Live Feedback and Processing
****************************

.. ipython:: python
   :suppress:
   :okwarning:

   from bluesky.examples import det1, det2, det3, det, motor
   from bluesky.callbacks import *
   from bluesky import RunEngine, Msg
   RE = RunEngine()
   RE.verbose = False
   RE.md['owner'] = 'Jane'
   RE.md['group'] = 'Grant No. 12345'
   from bluesky.plans import Count, AbsScanPlan
   plan = AbsScanPlan([det, det1, det2, det3], motor, 1, 4, 4)

Overview of Callbacks
---------------------

As the RunEngine processes instructions, it creates *Documents,* plain Python
dictionaries organized in a `specified but flexible
<http://nsls-ii.github.io/architecture-overview.html>`__ way. These Documents
contain the data and metadata generated during the plan's execution. Each time
a new Document is created, the RunEngine passes it to a list of functions.
These functions can do anyting: store the data to disk, print a line of text
to the scren, add a point to a plot, or even transfer the data to a cluster
for immediate processing. These functions are called "callbacks."

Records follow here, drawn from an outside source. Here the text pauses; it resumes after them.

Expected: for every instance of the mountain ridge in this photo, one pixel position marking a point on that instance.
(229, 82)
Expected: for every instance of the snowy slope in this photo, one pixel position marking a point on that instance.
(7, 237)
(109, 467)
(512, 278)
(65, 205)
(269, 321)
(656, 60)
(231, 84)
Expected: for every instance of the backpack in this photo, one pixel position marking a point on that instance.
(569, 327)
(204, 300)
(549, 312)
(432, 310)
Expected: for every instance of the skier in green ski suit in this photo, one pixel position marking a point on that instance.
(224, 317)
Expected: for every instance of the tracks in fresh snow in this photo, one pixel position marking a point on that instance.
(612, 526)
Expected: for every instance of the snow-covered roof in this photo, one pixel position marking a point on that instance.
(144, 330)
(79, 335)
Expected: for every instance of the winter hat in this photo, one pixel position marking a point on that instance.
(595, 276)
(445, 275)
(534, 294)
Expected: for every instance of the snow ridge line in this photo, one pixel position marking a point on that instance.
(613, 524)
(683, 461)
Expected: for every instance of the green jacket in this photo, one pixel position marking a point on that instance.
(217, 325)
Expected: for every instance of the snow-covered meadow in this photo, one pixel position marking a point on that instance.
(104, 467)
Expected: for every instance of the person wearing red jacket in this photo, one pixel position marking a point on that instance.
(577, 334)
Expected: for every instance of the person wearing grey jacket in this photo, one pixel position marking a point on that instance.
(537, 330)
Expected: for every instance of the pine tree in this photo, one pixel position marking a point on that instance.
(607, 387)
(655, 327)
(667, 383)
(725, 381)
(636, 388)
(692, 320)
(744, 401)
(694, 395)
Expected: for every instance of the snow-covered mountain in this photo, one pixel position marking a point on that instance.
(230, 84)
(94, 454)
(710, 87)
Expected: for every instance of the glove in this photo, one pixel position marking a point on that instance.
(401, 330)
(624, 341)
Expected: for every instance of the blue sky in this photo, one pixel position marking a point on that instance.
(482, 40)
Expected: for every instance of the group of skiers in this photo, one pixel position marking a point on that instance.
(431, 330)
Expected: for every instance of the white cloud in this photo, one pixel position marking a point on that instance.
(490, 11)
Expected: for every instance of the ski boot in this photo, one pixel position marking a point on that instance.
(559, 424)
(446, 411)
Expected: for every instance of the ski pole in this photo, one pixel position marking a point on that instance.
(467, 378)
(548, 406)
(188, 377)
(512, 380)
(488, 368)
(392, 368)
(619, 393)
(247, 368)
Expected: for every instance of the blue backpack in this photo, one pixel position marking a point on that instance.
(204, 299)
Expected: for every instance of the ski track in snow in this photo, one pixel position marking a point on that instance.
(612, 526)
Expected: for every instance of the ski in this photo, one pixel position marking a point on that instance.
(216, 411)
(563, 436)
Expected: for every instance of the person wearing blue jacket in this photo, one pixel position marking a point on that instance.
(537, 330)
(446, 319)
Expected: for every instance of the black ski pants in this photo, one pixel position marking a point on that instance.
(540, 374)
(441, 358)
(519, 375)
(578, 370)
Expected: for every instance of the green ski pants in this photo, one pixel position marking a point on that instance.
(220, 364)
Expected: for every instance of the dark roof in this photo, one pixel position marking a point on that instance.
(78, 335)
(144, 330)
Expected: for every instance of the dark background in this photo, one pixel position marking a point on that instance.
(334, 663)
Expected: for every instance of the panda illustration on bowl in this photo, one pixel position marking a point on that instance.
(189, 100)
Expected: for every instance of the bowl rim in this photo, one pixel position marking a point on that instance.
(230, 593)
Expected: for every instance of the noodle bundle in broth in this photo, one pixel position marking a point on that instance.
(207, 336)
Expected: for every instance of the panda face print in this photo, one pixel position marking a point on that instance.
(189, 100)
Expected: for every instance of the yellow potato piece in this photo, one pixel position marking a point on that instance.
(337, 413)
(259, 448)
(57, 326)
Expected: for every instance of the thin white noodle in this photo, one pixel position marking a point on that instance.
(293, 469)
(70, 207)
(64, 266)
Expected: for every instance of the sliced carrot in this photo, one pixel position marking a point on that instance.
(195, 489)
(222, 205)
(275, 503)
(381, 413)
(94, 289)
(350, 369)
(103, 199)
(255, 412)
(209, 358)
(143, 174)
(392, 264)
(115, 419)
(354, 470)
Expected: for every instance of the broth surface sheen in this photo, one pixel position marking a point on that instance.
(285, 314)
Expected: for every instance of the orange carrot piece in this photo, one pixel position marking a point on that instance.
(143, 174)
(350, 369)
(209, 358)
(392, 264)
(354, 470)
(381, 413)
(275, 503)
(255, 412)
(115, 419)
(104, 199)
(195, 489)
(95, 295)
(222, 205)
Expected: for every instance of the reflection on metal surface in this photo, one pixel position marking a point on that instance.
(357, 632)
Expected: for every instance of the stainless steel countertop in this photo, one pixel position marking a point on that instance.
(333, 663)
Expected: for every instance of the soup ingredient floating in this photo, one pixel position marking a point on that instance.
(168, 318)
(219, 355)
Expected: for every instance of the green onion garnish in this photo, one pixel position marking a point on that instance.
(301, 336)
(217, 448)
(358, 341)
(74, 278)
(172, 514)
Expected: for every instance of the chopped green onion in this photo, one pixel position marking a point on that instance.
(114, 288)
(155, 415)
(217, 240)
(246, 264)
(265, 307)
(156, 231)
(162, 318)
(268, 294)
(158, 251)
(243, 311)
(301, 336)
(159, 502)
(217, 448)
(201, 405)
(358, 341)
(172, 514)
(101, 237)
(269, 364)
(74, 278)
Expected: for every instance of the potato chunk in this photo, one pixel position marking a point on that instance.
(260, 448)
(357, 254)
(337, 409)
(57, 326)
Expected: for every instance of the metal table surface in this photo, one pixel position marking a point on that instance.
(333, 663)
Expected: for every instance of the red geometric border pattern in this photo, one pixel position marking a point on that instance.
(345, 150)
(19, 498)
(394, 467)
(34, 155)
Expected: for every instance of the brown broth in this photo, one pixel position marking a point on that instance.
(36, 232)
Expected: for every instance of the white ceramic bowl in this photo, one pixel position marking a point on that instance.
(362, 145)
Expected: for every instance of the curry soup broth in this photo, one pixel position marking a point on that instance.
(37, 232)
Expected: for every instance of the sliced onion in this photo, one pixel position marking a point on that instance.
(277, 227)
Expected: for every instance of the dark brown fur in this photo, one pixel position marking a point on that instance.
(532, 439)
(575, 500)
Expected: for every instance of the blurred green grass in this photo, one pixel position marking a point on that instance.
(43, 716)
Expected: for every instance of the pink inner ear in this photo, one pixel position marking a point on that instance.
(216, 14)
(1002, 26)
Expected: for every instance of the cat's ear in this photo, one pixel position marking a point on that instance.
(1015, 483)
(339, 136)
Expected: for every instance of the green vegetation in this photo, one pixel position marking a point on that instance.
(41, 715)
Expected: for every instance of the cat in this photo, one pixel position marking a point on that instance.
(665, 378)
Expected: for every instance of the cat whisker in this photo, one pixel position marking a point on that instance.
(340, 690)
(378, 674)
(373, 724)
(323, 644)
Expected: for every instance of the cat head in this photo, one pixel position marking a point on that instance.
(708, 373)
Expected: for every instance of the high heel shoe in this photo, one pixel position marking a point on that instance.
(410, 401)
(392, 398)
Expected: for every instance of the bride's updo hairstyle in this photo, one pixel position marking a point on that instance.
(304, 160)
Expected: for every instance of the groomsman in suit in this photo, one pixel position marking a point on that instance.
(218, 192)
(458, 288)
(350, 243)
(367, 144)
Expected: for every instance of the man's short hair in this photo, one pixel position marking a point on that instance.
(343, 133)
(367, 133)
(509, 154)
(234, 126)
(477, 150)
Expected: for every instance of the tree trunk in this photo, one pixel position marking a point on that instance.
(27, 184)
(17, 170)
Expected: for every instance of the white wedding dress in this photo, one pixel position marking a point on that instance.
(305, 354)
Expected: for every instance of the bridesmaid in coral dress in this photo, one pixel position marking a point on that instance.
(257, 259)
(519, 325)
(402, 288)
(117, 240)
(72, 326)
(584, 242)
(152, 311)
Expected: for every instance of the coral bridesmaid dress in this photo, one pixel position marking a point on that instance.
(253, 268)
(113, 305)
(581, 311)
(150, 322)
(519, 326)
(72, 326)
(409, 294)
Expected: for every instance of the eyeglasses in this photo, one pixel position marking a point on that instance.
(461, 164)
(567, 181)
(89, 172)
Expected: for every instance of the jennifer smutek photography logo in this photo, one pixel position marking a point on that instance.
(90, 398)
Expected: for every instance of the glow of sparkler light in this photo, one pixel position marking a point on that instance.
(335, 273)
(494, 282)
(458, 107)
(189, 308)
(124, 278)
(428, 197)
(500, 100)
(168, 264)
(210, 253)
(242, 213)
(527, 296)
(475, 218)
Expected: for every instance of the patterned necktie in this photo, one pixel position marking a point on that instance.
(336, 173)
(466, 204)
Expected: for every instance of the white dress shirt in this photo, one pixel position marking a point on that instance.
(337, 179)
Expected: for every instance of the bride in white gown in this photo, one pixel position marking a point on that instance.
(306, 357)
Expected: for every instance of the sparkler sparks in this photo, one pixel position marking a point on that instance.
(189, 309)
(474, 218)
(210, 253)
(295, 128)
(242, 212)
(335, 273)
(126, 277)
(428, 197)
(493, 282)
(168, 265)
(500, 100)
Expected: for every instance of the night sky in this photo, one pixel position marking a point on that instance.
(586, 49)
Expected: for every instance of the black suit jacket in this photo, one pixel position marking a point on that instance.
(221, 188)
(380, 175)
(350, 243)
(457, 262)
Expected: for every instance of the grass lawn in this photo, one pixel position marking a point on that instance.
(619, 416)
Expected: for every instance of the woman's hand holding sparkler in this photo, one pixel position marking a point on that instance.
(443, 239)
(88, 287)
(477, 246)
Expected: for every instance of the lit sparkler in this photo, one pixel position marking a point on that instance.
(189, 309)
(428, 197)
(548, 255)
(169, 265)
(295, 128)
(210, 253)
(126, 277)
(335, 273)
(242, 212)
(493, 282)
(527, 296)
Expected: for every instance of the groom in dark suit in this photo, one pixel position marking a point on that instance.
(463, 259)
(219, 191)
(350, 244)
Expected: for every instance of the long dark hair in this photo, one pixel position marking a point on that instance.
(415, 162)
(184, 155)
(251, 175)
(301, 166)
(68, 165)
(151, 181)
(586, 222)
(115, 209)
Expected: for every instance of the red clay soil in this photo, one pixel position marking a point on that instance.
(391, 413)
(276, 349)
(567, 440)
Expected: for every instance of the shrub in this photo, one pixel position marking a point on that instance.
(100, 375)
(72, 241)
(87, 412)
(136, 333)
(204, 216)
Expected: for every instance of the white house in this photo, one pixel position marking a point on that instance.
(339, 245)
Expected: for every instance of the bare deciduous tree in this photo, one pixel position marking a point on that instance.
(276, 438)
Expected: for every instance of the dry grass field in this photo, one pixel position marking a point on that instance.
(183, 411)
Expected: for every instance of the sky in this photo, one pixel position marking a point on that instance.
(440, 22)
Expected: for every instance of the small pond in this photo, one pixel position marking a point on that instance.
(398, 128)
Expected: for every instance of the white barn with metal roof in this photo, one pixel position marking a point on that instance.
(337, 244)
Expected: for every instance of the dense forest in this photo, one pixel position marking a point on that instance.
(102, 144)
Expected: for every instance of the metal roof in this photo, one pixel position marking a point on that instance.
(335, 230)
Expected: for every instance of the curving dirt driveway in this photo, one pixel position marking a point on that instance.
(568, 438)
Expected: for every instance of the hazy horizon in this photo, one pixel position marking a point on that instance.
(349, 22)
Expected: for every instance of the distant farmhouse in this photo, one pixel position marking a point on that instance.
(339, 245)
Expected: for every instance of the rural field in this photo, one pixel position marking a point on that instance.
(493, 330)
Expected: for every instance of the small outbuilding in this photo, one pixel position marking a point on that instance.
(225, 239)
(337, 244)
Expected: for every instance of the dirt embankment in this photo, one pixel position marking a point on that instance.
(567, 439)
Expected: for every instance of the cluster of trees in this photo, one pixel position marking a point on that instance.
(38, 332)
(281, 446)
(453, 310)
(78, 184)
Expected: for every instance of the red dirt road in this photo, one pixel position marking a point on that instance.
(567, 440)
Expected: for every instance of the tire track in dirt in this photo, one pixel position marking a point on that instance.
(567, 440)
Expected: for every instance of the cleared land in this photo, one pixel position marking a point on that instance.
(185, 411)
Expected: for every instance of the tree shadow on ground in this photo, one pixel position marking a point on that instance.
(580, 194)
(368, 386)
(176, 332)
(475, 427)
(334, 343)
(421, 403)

We subscribe callbacks to the live stream of Documents. You can think of a
callback as a self-addressed stamped envelope. It tells the RunEngine,
"When you create a Document, send it to this function for processing."

In order to keep up with the scan and avoiding slowing down data collection,
most subscriptions skip some Documents when they fall behind. A table might
skip a row, a plot might skip a point. But *critical* subscriptions -- like
saving the data -- are run in a lossless mode guananteed to process all
the Docuemnts.

Simplest Example
----------------

This example passes every Document to the ``print`` function, printing
each Document as it is generated during data collection.

.. code-block:: python

    RE(plan, print)

We will not show the lenthy output of this command here; the documents are not
so nice to read in their raw form. See ``LiveTable`` below for a more refined
implementation of this basic example.

Ways to Invoke Callbacks
------------------------

Subscribe on a per-run basis
++++++++++++++++++++++++++++

As in the simple example above, pass a second argument to the RunEngine.

.. ipython:: python

    dets = [det1, det2, det3]
    RE(plan, LiveTable(dets))

``LiveTable`` takes a list of objects or names to tell it which data columns to
show. It prints the lines one at a time, as data collection proceeds.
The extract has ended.